Why does sending via a UdpClient cause subsequent receiving to fail?

As you may be aware, if a host receives a packet for a UDP port that is not currently bound, it may send back an ICMP “Port Unreachable” message. Whether or not it does this is dependent on the firewall, private/public settings, etc. On localhost, however, it will pretty much always send this packet back.

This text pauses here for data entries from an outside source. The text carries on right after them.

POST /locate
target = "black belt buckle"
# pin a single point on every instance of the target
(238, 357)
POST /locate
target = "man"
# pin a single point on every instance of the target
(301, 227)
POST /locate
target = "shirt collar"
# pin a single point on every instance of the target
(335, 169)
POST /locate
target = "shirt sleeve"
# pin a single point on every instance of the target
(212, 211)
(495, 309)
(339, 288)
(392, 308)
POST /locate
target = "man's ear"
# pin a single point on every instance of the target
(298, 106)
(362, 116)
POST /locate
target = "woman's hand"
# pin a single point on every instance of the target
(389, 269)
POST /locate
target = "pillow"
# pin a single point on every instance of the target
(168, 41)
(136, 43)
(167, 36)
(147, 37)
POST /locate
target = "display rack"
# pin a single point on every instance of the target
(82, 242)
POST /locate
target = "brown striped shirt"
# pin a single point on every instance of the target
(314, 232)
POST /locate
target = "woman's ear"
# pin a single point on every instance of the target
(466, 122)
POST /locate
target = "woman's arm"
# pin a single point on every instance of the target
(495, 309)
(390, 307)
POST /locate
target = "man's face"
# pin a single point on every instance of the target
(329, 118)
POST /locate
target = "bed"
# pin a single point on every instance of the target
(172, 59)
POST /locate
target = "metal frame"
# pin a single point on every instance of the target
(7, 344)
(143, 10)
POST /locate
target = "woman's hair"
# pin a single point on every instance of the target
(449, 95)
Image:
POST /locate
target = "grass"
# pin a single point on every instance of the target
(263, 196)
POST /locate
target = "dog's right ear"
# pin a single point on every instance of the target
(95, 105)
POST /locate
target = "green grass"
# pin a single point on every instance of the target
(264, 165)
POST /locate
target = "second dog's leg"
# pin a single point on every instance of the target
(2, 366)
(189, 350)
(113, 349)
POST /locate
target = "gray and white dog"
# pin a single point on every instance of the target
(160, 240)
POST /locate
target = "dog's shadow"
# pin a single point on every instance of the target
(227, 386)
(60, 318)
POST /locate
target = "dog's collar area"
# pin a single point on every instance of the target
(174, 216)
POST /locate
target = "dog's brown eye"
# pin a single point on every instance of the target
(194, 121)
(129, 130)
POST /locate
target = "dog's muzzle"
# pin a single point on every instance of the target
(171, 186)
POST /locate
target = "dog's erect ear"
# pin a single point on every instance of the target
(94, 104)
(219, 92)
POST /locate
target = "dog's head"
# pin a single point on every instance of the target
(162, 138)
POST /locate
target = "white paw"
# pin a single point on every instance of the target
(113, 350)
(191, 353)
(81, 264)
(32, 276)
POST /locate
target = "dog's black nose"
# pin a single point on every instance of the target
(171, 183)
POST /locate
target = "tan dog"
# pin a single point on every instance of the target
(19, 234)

In your server code, you are calling SendAsync to old clients, which prompts these “port unreachable” messages.

Now, on Windows (and only on Windows), by default, a received ICMP Port Unreachable message will close the UDP socket that sent it; hence, the next time you try to receive on the socket, it will throw an exception because the socket has been closed by the OS.

Obviously, this causes a headache in the multi-client, single-server socket set-up you have here, but luckily there is a fix:

You need to utilise the not-often-required SIO_UDP_CONNRESET Winsock control code, which turns off this built-in behaviour of automatically closing the socket.

I don’t believe this ioctl code is available in the dotnet IoControlCodes type, but you can define it yourself. If you put the following code at the top of your server repro, the error no longer gets raised.

const uint IOC_IN = 0x80000000U;
const uint IOC_VENDOR = 0x18000000U;

/// <summary>
/// Controls whether UDP PORT_UNREACHABLE messages are reported. 
/// </summary>
const int SIO_UDP_CONNRESET = unchecked((int)(IOC_IN | IOC_VENDOR | 12));

var udpClient = new UdpClient(9001);
udpClient.Client.IOControl(SIO_UDP_CONNRESET, new byte[] { 0x00 }, null);

Note that this ioctl code is only supported on Windows (XP and later), not on Linux, since it is provided by the Winsock extensions. Of course, since the described behavior is only the default behavior on Windows, this omission is not a major loss. If you are attempting to create a cross-platform library, you should cordon this off as Windows-specific code.